A woman owned a ring. She decided to give the ring to her boyfriend with whom she lived. She placed the ring on the nightstand before going to bed with a note reading: "When you come into bed, turn off the lights. Oh, the ring is yours. I love you, see you in the morning." The boyfriend did not get home until 3 a.m. and when he got home, he found that his girlfriend was dead. The coroner ruled she died of a massive coronary at 1 a.m. in the morning. After calling the funeral parlor, the boyfriend first discovered the note and ring. The following day he sold the ring to a man he knew for its fair market value. The man bought the ring in good faith. Subsequently the woman's estate brought an action to recover the ring from the man. In this action, who is likely to prevail? A. The man, because he was a bona fide purchaser for value. B. The man, because of the doctrine of equitable estoppel. C. The woman's estate, because the boyfriend had not accepted the gift before she died. D. The woman's estate, because she died before the ring was delivered to her boyfriend.

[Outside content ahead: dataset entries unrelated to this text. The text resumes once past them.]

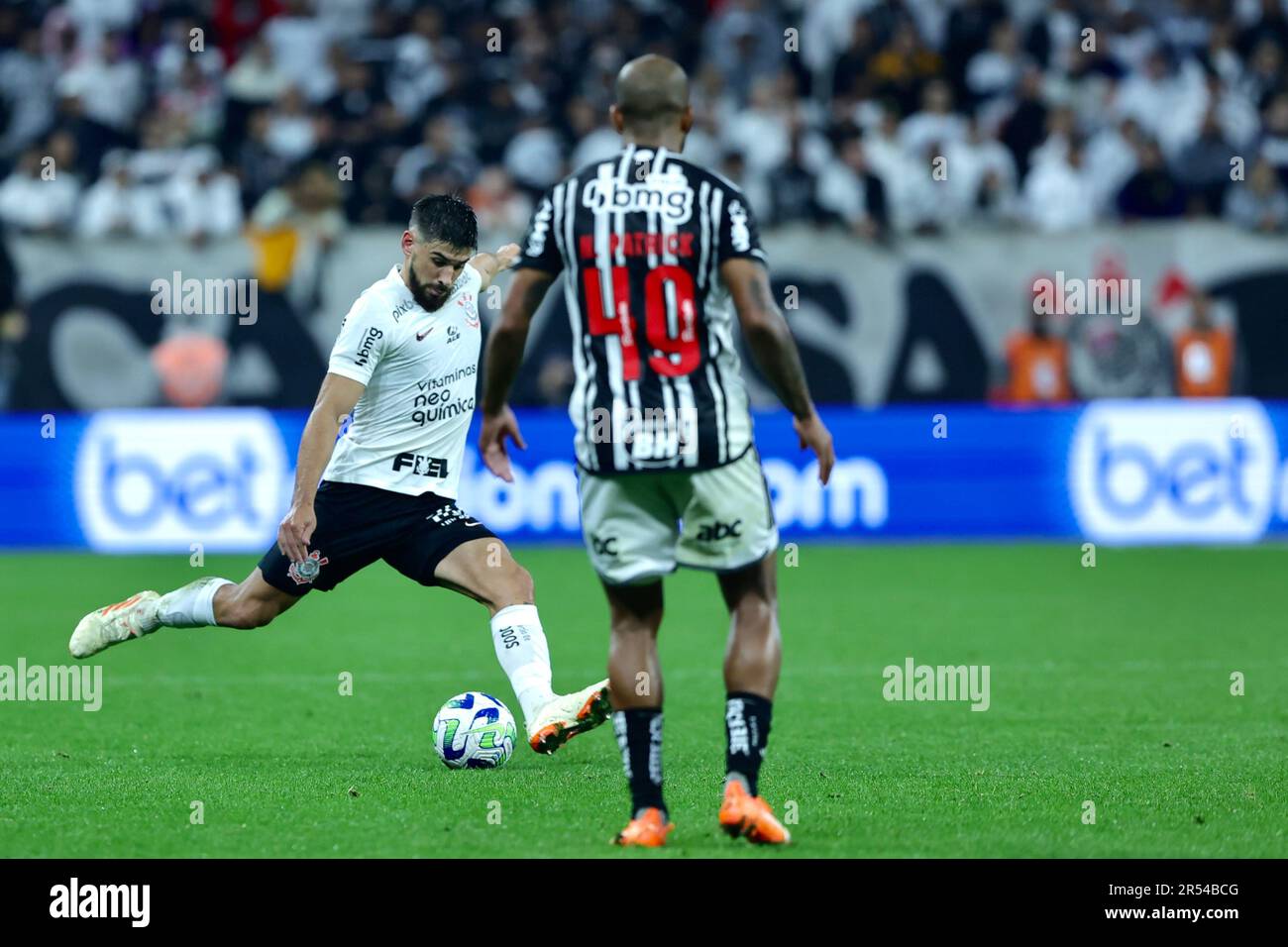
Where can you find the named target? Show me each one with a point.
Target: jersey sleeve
(739, 236)
(540, 250)
(361, 344)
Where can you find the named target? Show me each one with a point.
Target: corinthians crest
(307, 570)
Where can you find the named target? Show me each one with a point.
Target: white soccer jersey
(420, 368)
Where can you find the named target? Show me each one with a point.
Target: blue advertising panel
(1109, 472)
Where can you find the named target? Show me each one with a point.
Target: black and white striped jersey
(639, 240)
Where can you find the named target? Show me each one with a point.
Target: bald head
(652, 95)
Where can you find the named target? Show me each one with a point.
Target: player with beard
(403, 368)
(651, 250)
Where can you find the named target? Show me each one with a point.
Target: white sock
(192, 605)
(524, 656)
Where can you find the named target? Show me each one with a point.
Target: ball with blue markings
(475, 731)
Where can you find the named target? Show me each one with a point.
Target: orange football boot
(751, 817)
(647, 830)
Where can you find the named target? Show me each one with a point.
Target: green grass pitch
(1109, 684)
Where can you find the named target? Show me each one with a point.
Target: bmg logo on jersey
(365, 348)
(666, 193)
(153, 480)
(1173, 472)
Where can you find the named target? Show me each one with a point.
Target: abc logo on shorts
(156, 480)
(1172, 472)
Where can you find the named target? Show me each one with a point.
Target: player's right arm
(537, 266)
(774, 350)
(336, 399)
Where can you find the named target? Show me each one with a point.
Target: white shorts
(640, 526)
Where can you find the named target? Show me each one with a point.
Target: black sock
(747, 732)
(639, 735)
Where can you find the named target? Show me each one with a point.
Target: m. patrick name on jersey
(419, 368)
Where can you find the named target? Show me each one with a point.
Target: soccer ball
(475, 731)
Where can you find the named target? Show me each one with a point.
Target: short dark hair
(446, 218)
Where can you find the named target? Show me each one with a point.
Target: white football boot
(111, 625)
(567, 715)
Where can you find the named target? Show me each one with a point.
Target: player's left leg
(752, 661)
(472, 561)
(729, 527)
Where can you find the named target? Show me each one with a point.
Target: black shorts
(359, 525)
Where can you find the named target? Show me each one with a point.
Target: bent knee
(756, 611)
(249, 613)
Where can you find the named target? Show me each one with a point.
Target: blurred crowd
(193, 118)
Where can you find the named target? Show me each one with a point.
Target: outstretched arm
(489, 264)
(774, 350)
(501, 367)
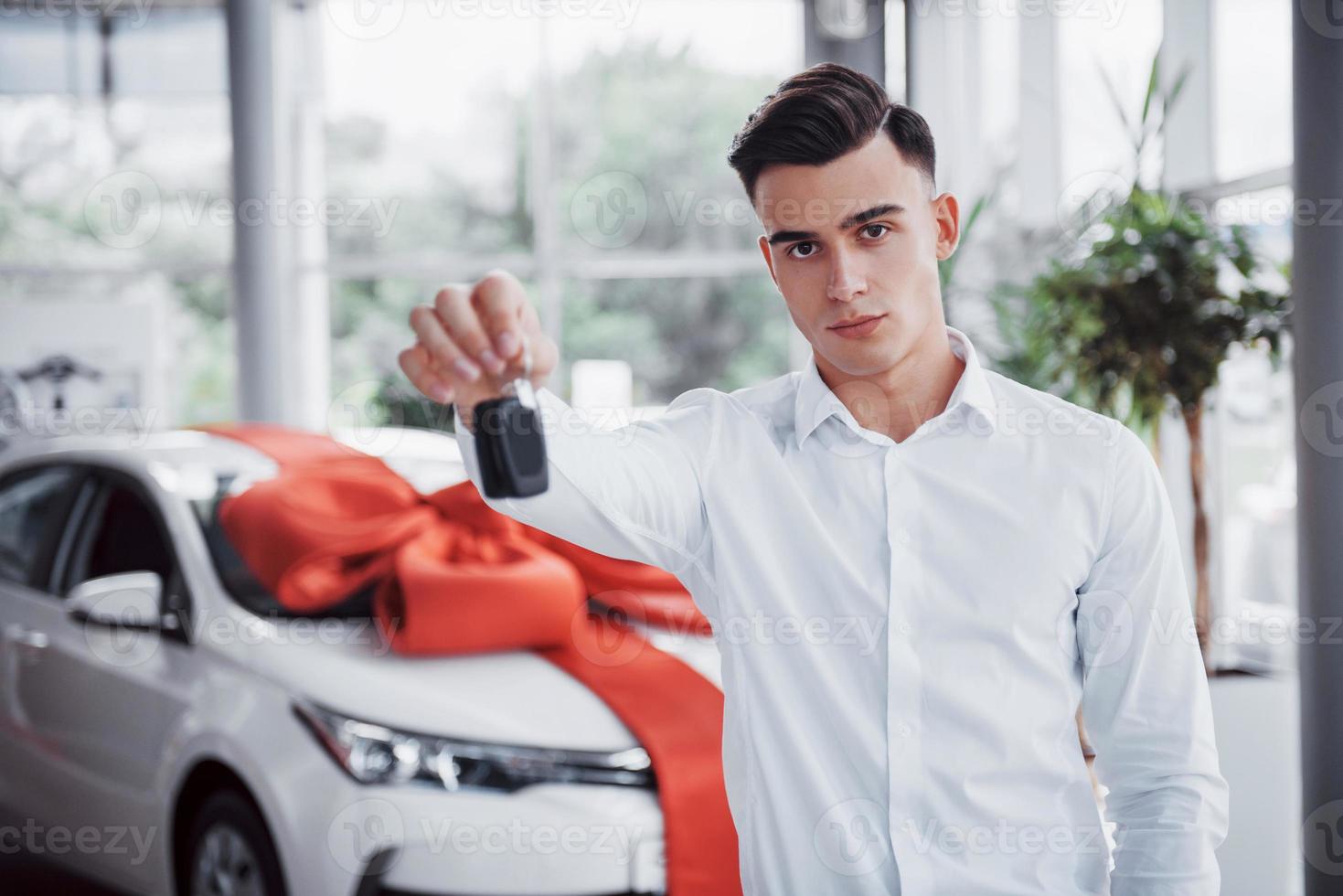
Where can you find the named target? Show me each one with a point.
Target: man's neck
(915, 389)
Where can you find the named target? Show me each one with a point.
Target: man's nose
(847, 277)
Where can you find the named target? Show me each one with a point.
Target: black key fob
(510, 446)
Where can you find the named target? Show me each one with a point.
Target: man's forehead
(809, 197)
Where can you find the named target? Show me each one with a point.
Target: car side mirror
(125, 600)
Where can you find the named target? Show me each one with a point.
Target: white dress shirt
(907, 629)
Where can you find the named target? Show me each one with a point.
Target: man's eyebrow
(853, 220)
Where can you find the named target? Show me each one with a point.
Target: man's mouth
(857, 326)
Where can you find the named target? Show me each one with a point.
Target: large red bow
(455, 577)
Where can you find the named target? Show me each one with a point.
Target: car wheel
(229, 850)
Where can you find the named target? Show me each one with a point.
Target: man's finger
(442, 348)
(453, 305)
(418, 368)
(498, 300)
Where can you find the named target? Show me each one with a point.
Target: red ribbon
(457, 577)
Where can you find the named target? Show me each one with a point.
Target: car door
(103, 701)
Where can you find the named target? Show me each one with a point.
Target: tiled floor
(26, 876)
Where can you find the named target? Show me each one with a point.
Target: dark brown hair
(822, 113)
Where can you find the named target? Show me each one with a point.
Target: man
(936, 564)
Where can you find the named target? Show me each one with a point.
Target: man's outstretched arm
(630, 492)
(1145, 692)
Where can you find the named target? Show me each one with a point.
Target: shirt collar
(815, 402)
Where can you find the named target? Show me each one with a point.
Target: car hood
(516, 698)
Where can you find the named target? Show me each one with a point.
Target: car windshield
(238, 579)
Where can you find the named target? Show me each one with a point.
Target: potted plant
(1137, 311)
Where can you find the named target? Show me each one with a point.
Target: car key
(509, 443)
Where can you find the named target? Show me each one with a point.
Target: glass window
(586, 154)
(1093, 48)
(1252, 86)
(28, 517)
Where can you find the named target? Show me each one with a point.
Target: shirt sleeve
(632, 492)
(1145, 692)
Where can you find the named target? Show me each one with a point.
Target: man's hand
(469, 343)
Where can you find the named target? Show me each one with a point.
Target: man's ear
(945, 212)
(769, 260)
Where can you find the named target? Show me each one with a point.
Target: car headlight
(375, 753)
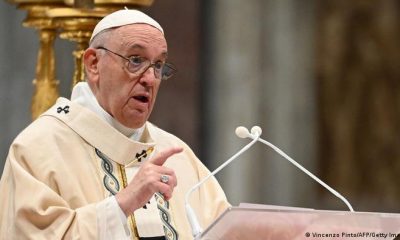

D. The woman's estate, because she died before the ring was delivered to her boyfriend.

Three years ago, O, the owner of Blackacre in fee simple absolute, conveyed Blackacre to B by a full covenant and warranty deed. The deed contained no exceptions to any of the deed warranties, including the warranty against encumbrances. B had no actual knowledge that O had granted a mortgage on Blackacre to a bank while he owned Blackacre. A reasonable search of the public land records would have disclosed the mortgage. Two years after B purchased Blackacre from O, the bank brought an action against B to enforce that mortgage against B who successfully defended that action by showing that O had paid off the mortgage and that, as a result of the county recorder's negligence, the satisfaction of the mortgage had not been properly indexed. B incurred $20,000 in defending this action. If B timely sues O seeking to recover the $20,000, will B succeed? A. No, because O breached no deed covenants. B. No, because the mortgage had been recorded. C. Yes, because O breached the covenant against encumbrances. D. Yes, because O breached the covenant of further assurances.

D. Yes, because O breached the covenant of further assurances.